Lavender.  Lavender oil is known for its abundant antiseptic, antibacterial and sedative properties. Its balancing effects help strengthen the heart’s cardiac muscles, which improves contraction and relaxation of the heart’s arteries and ventricles. Its sedative properties also help reduce palpitations and general hypertension.
Chokeberry.  More formally known as Aronia berries and rich in vitamins A, C and K, chokeberries were found by researchers in 2010 to be beneficial for people with metabolic syndrome, patients of which suffer from several health problems that increase the risk of heart disease. A rich source of antioxidants, it is known to significantly decrease blood pressure and LDL.
Ginseng.  Ginseng is essentially an immune system booster. Studies have provided promising correlations between ginseng and reduced blood pressure as well as reduced heart disease risk. Slight precaution is advised as ginseng increases blood pressure in some people.
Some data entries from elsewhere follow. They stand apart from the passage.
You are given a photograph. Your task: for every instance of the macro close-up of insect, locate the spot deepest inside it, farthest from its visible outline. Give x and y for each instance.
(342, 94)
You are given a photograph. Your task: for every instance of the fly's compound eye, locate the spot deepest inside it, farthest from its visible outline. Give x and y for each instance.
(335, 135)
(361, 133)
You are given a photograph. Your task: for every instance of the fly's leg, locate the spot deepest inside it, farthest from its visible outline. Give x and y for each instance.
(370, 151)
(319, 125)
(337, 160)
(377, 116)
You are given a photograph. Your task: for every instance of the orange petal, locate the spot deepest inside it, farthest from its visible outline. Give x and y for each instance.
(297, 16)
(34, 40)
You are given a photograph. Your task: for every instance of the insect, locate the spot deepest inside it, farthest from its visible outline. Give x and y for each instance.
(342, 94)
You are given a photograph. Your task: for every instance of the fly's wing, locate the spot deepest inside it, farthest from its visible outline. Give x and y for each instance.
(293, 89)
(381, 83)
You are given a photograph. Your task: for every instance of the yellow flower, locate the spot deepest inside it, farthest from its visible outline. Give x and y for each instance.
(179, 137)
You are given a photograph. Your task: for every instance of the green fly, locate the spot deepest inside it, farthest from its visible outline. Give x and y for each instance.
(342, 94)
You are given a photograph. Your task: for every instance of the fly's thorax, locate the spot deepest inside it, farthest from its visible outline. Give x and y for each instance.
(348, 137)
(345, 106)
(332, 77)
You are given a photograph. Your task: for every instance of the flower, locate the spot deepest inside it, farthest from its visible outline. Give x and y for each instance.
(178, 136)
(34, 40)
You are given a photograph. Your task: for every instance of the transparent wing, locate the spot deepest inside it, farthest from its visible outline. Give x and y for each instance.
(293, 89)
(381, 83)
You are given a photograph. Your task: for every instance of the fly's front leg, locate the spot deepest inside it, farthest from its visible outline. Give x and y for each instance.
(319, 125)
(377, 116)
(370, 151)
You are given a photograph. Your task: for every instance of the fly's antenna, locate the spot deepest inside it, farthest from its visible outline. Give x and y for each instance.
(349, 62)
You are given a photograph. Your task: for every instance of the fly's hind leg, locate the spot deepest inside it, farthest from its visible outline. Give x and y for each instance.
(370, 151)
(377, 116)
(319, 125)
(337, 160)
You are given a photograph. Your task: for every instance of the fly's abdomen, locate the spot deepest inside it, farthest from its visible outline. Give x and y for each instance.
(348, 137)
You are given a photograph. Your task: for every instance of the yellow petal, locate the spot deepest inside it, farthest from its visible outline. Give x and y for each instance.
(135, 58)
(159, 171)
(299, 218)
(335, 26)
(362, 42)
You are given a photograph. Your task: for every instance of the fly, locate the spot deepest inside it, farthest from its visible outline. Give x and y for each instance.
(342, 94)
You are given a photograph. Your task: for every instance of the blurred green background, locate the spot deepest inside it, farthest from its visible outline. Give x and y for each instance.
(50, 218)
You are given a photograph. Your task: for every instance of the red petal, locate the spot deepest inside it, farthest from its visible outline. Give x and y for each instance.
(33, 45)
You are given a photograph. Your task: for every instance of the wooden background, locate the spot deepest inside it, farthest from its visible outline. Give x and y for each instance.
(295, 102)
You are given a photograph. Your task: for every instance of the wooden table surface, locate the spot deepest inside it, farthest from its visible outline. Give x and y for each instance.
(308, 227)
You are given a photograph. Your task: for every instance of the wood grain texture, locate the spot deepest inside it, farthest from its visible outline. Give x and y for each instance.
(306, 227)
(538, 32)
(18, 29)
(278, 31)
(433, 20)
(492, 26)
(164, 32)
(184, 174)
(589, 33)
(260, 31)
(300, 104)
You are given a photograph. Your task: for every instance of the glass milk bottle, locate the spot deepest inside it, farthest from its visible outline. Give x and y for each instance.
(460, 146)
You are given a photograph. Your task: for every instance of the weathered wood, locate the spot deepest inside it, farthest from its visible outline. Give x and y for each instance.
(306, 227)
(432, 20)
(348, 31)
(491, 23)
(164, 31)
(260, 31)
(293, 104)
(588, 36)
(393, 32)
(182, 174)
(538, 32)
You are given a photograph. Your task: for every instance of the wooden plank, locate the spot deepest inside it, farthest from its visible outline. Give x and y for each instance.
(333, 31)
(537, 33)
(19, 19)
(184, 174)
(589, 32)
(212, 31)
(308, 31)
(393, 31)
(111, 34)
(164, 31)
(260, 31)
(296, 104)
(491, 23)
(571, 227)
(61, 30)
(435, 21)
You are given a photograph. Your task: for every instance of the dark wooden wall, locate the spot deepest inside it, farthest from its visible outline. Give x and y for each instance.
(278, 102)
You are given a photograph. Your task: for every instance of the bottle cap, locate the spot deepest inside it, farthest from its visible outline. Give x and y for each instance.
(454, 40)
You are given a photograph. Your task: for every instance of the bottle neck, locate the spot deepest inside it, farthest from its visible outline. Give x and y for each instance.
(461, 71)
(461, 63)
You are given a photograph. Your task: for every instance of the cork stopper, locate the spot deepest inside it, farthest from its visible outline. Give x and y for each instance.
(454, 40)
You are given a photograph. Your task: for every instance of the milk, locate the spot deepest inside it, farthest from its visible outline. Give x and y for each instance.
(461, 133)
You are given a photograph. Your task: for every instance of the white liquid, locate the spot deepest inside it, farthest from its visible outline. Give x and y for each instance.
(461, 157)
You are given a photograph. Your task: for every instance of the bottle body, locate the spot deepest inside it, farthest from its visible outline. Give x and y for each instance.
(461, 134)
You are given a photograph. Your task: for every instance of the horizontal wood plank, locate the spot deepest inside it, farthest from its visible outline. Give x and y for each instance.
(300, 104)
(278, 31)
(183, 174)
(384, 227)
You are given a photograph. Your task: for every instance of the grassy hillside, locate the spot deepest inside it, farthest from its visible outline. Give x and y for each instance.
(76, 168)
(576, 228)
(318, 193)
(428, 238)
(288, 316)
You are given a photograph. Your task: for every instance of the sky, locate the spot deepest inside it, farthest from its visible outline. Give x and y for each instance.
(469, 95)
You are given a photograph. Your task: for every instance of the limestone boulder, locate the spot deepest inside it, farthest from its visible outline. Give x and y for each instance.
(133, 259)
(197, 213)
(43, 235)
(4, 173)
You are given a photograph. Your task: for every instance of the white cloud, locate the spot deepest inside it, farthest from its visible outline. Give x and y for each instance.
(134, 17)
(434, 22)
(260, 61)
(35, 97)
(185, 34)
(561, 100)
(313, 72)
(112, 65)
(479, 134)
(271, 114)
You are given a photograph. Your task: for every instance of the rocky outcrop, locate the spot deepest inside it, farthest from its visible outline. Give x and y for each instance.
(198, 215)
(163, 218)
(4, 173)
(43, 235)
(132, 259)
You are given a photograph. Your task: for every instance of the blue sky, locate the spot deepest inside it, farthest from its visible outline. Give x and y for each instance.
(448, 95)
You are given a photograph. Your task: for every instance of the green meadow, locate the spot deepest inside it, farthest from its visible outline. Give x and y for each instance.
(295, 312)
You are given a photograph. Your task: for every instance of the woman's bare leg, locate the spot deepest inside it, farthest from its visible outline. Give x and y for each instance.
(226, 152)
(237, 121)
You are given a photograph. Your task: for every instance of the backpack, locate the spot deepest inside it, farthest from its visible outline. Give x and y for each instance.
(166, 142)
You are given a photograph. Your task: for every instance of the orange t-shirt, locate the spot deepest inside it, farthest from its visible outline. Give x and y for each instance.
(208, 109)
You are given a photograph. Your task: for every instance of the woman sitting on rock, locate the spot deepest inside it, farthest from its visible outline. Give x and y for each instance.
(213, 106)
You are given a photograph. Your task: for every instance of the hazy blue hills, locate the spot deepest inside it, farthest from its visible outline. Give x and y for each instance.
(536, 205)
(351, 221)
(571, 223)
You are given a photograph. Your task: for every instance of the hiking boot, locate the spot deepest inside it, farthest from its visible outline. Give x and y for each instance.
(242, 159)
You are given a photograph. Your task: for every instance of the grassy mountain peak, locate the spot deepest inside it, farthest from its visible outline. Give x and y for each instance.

Ginkgo (Gingko Biloba).  Gingko is more famous for its memory improving effects, but it is a powerful natural medicine for cerebrovascular disease. Ginkgo leaf extracts have been proven by studies to dilate vessels, thus leading to increased blood flow. It is also known to prevent and reduce congealing of blood platelets. Improved blood circulation to all major organs help reduce the risk of strokes.
The easiest and most effective way to consume these herbs is in their tea form – just brew these herbs in water, add a bit of lemon or cinnamon here and a bit of honey there for additional taste, and you’re good to go.
Of course, these should be used as per your doctor’s consultation, especially if you are already on other medication or prone to allergic reactions.